Scurvy Awareness

A Return to Fundamentals in Information Security
“Scurvy Awareness” is a public service campaign from the Summercon Foundation, built on a simple observation: we have not forgotten how to secure systems--we have forgotten to do the basic things consistently.

For a long stretch of human history, sailors knew how to prevent scurvy. Citrus worked. Fresh food worked. The solution was simple, practical, and widely understood.

And then, somehow, we forgot.

By the time of the great polar expeditions, crews were once again suffering and dying from a disease that had already been solved generations earlier. The knowledge had not vanished, but it had become inconsistent, unevenly applied, and in some cases ignored in favor of newer ideas that felt more modern and more scientific.

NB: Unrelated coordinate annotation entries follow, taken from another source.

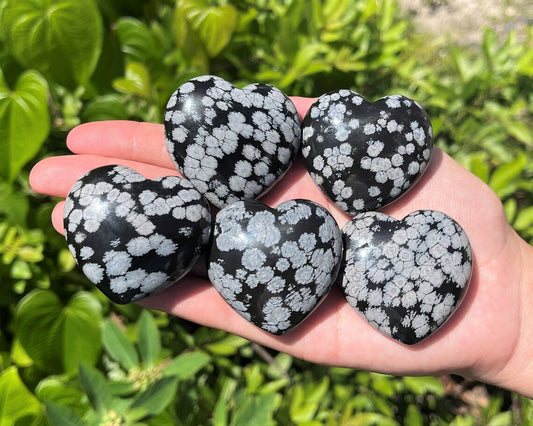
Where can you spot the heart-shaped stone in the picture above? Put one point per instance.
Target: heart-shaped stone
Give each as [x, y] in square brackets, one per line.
[274, 266]
[232, 144]
[364, 155]
[132, 236]
[405, 277]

For a deeper history, see Stephen R. Bown’s book Scurvy: How a Surgeon, a Mariner, and a Gentleman Solved the Greatest Medical Mystery of the Age of Sail or the Wikipedia article on scurvy.

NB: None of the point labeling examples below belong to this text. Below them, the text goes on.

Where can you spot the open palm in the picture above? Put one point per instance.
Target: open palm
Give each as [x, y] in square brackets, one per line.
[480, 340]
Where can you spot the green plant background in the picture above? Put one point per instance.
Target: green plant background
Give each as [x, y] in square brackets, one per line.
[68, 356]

Information security has a similar problem. The industry does not lack tools, frameworks, or innovation. What it often lacks is consistent execution of the basics.

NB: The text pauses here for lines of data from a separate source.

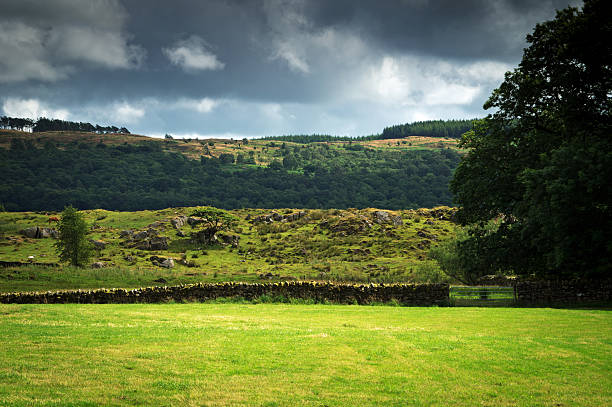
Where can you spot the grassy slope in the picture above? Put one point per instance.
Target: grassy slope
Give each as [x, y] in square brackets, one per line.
[234, 354]
[264, 151]
[303, 249]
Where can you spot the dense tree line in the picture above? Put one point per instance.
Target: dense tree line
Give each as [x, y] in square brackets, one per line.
[534, 188]
[16, 123]
[313, 138]
[430, 128]
[134, 177]
[44, 124]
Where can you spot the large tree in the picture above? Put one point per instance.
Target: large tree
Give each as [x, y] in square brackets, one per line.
[539, 166]
[72, 244]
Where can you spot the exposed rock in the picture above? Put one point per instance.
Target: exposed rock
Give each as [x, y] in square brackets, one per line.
[179, 222]
[229, 239]
[192, 220]
[162, 262]
[37, 232]
[346, 226]
[383, 217]
[126, 233]
[184, 262]
[98, 244]
[158, 243]
[153, 243]
[277, 217]
[140, 235]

Scurvy Awareness is a reminder that most failures are not caused by a lack of sophistication. They happen because the fundamentals are neglected.

Back to Basics

  1. Use strong, unique passwords everywhere. Password reuse remains one of the most common and preventable failure modes.
  2. Enable multi-factor authentication. MFA matters most for email, cloud platforms, remote access, financial systems, and administrative accounts.
  3. Maintain an accurate asset inventory. You cannot protect what you do not know exists.
  4. Keep systems up to date. Most large-scale compromises still rely on known vulnerabilities that organizations have not patched.
  5. Control administrative access. Limit privilege, separate administrative accounts from daily-use accounts, and review access regularly.
  6. Be deliberate with email and links. Phishing works because people are busy, distracted, and trained to move quickly.
  7. Back up critical data and test restores. A backup strategy is only real if you know the restore process works.
  8. Log and monitor key systems. Visibility is required for detection, investigation, and response.
  9. Understand your external exposure. Regularly review what is accessible from the internet, including forgotten services and old test systems.
  10. Practice incident response. Know who makes decisions, who communicates, and what has to happen first when something goes wrong.

You do not need to do everything at once, but you do need to do these things reliably.

Scurvy was not defeated by complexity, but by consistency.